Article

Nature 444, 61-66 (2 November 2006) | doi:10.1038/nature05194; Received 30 June 2006; Accepted 24 August 2006

Inactivation of the p53 pathway in retinoblastoma

Nikia A. Laurie1,12, Stacy L. Donovan1,12, Chie-Schin Shih1, Jiakun Zhang1, Nicholas Mills2,6, Christine Fuller3, Amina Teunisse7, Suzanne Lam7, Yolande Ramos7, Adithi Mohan1, Dianna Johnson8, Matthew Wilson3,4,8, Carlos Rodriguez-Galindo5, Micaela Quarto9, Sarah Francoz10, Susan M. Mendrysa11, R. Kiplin Guy2, Jean-Christophe Marine10, Aart G. Jochemsen7 & Michael A. Dyer1,8

  1. Department of Developmental Neurobiology,
  2. Department of Chemical Biology and Therapeutics,
  3. Department of Pathology,
  4. Department of Surgery, Division of Ophthalmology, and,
  5. Department of Hematology–Oncology, St Jude Children's Research Hospital, Memphis, Tennessee 38105, USA
  6. Department of Cellular and Molecular Pharmacology, UCSF, San Francisco, California 94143, USA
  7. Department of Molecular and Cell Biology, Leiden University Medical Center, 2300 RC Leiden, The Netherlands
  8. Department of Ophthalmology, University of Tennessee Health Science Center, Memphis, Tennessee 38163, USA
  9. FIRC Institute of Molecular Oncology, 20139 Milan, Italy
  10. Laboratory for Molecular Cancer Biology, Flanders Interuniversity Institute for Biotechnology, B-9052 Ghent, Belgium
  11. Basic Medical Sciences, Purdue University, West Lafayette, Indiana 47907, USA
  12. These authors contributed equally to this work.

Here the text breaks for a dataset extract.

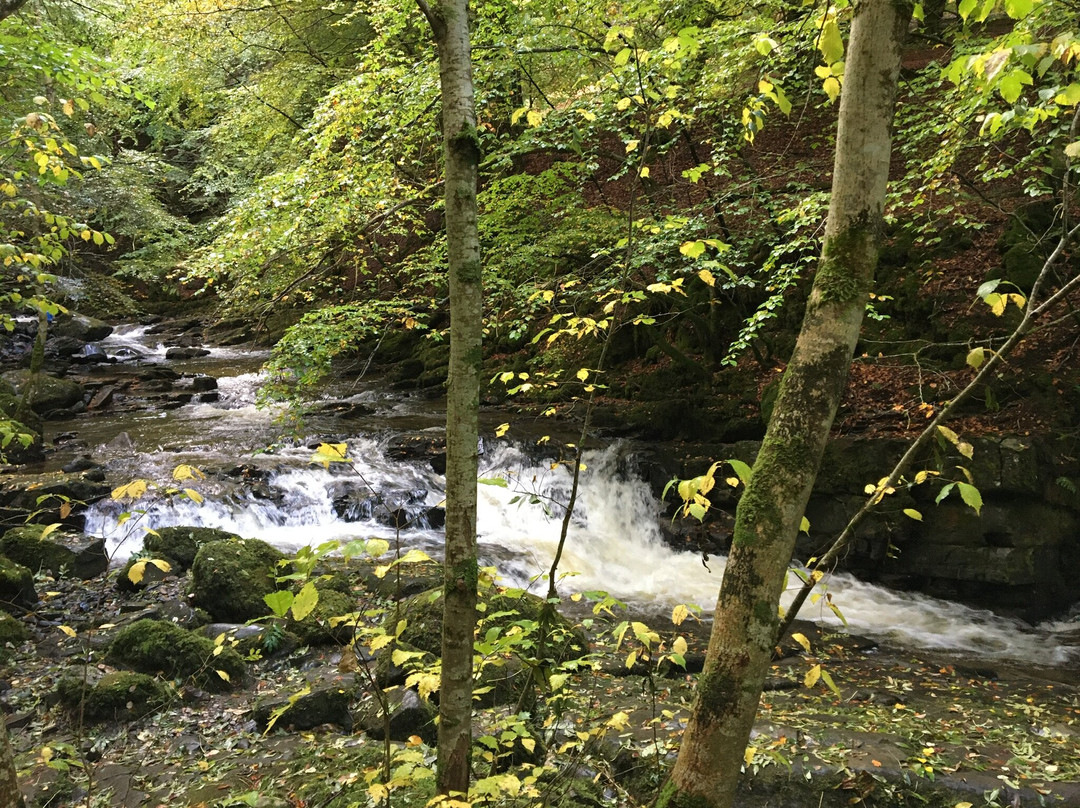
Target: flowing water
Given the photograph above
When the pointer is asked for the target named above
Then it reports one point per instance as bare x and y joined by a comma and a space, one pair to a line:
613, 542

Correspondence to: Michael A. Dyer1,8 Correspondence and requests for materials should be addressed to M.A.D. (Email: michael.dyer@stjude.org).

Top

Most human tumours have genetic mutations in their Rb and p53 pathways, but retinoblastoma is thought to be an exception. Studies suggest that retinoblastomas, which initiate with mutations in the gene retinoblastoma 1 (RB1), bypass the p53 pathway because they arise from intrinsically death-resistant cells during retinal development. In contrast to this prevailing theory, here we show that the tumour surveillance pathway mediated by Arf, MDM2, MDMX and p53 is activated after loss of RB1 during retinogenesis. RB1-deficient retinoblasts undergo p53-mediated apoptosis and exit the cell cycle. Subsequently, amplification of the MDMX gene and increased expression of MDMX protein are strongly selected for during tumour progression as a mechanism to suppress the p53 response in RB1-deficient retinal cells. Our data provide evidence that the p53 pathway is inactivated in retinoblastoma and that this cancer does not originate from intrinsically death-resistant cells as previously thought. In addition, they support the idea that MDMX is a specific chemotherapeutic target for treating retinoblastoma.